The USD/JPY pair opened with a bullish gap at the start of a new trading week in reaction to Japanese Prime Minister Shigeru Ishiba’s resignation over the weekend. This adds a layer of uncertainty, which could temporarily hinder the Bank of Japan (BoJ) from normalising policy and exert some downward pressure on the Japanese Yen (JPY). Apart from this, a generally positive tone around the equity markets turned out to be another factor that undermined the JPY’s safe-haven status and provided a modest lift to the currency pair.
The initial market reaction, however, turns out to be short-lived amid hawkish BoJ expectations. The bets were reaffirmed by an upward revision of Japan’s Q2 GDP growth figures, which showed that the economy expanded at an annualised 2.2% rate in the April-June period from the previous quarter, much faster than the initial reading of 1.0%. On a quarterly basis, GDP grew 0.5% compared to a median forecast and the estimate of a 0.3% increase. This comes on top of a rise in Japan’s household spending and positive real wages for the first time in seven months, which keeps hopes alive for an imminent BoJ rate hike by the year-end and helps limit deeper JPY losses.
The US Dollar (USD), on the other hand, struggles to capitalize on its modest intraday uptick amid speculations about a more aggressive policy easing by the US Federal Reserve (Fed). In fact, traders started pricing in a small possibility of a jumbo interest rate cut later this month following the disappointing release of the US monthly employment details on Friday. The popularly known US Nonfarm Payrolls (NFP) report showed that the economy added just 22K jobs in August. Moreover, revisions to earlier prints revealed the economy lost 13K jobs in June, marking the first monthly decline since December 2020 and pointing to a softening US labor market.
Additional details revealed that the US Unemployment Rate edged higher to 4.3% from 4.2% in July, as anticipated, while the Labor Force Participation Rate ticked up to 62.3% from 62.2%. Finally, annual wage inflation, as measured by the change in the Average Hourly Earnings, declined to the 3.7% YoY rate from the 3.9% previous. Investors were quick to react and now expect the Fed to lower borrowing costs three times by the end of this year. This keeps the US Treasury bond yields depressed and the USD close to its lowest level since July 28, touched on Friday, which contributes to capping the USD/JPY pair and attracts fresh sellers near a technically significant 200-day SMA.

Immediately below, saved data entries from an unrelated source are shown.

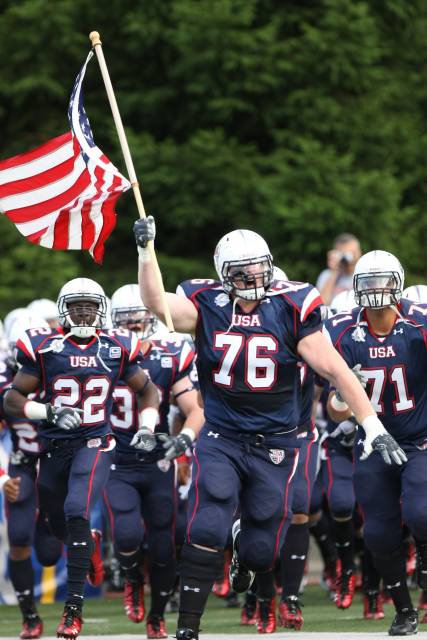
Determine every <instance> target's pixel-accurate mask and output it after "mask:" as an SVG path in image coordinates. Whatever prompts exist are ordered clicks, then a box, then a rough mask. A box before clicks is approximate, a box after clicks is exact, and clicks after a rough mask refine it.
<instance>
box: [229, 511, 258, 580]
mask: <svg viewBox="0 0 427 640" xmlns="http://www.w3.org/2000/svg"><path fill="white" fill-rule="evenodd" d="M231 533H232V536H233V556H232V558H231V563H230V588H231V589H232V590H233V591H235V592H236V593H243V592H244V591H247V590H248V589H249V588H250V587H251V585H252V582H253V581H254V578H255V573H254V572H253V571H250V570H249V569H246V568H244V567H242V565H241V564H240V562H239V557H238V553H237V547H238V537H239V535H240V520H236V522H235V523H234V524H233V528H232V530H231Z"/></svg>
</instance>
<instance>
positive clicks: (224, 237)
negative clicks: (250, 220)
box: [214, 229, 273, 300]
mask: <svg viewBox="0 0 427 640" xmlns="http://www.w3.org/2000/svg"><path fill="white" fill-rule="evenodd" d="M214 262H215V269H216V271H217V274H218V277H219V279H220V280H221V283H222V286H223V288H224V290H225V291H227V293H231V294H233V295H235V296H236V297H238V298H243V300H261V299H262V298H263V297H264V296H265V294H266V292H267V289H268V288H269V286H270V284H271V281H272V279H273V256H272V255H271V253H270V249H269V248H268V245H267V243H266V241H265V240H264V238H262V237H261V236H260V235H258V233H255V232H254V231H248V230H247V229H236V230H235V231H232V232H231V233H227V234H226V235H225V236H223V237H222V238H221V240H220V241H219V242H218V244H217V246H216V249H215V253H214Z"/></svg>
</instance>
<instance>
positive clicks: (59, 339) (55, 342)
mask: <svg viewBox="0 0 427 640" xmlns="http://www.w3.org/2000/svg"><path fill="white" fill-rule="evenodd" d="M50 351H53V353H61V351H64V341H63V340H61V338H59V339H57V340H52V342H51V343H50Z"/></svg>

This, along with the divergent BoJ-Fed policy expectations, suggests that the path of least resistance for spot prices is to the downside in the absence of relevant market-moving US economic data on Monday. The market focus now shifts to the release of the latest US inflation figures – the Producer Price Index (PPI) and the Consumer Price Index (CPI) on Wednesday and Thursday, respectively. The crucial data should provide a fresh impetus to the USD and determine the near-term trajectory for the USD/JPY pair.
USD/JPY daily chart
Technical Outlook
The intraday failure near the very important 200-day SMA barrier, currently pegged near the 148.75 region, and a subsequent slide below the 148.00 mark favor the USD/JPY bears. However, slightly positive oscillators on the daily chart warrant some caution before positioning for deeper losses. Hence, any further decline is more likely to attract dip-buyers near the 147.45-147.40 region, which, in turn, should limit the downside for spot near the 147.00 mark. Some follow-through selling below the 146.80-146.70 strong horizontal support would shift the near-term bias in favor of bearish traders and expose the August swing low, around the 146.20 region, before spot prices eventually drop to the 146.00 mark.
On the flip side, the Asian session high, around the 148.55-148.60 region, now seems to act as an immediate hurdle ahead of the 200-day SMA. This is closely followed by the 149.00 round figure and the 149.20 area, or a one-month high touched last week. The latter represents the 61.8% Fibonacci retracement level of the decline from the August swing high, which, if cleared, might shift the near-term bias in favor of the USD/JPY bulls. Spot prices might then aim to reclaim the 150.00 psychological mark and extend the momentum further towards challenging the August monthly swing high, around the 151.00 neighborhood.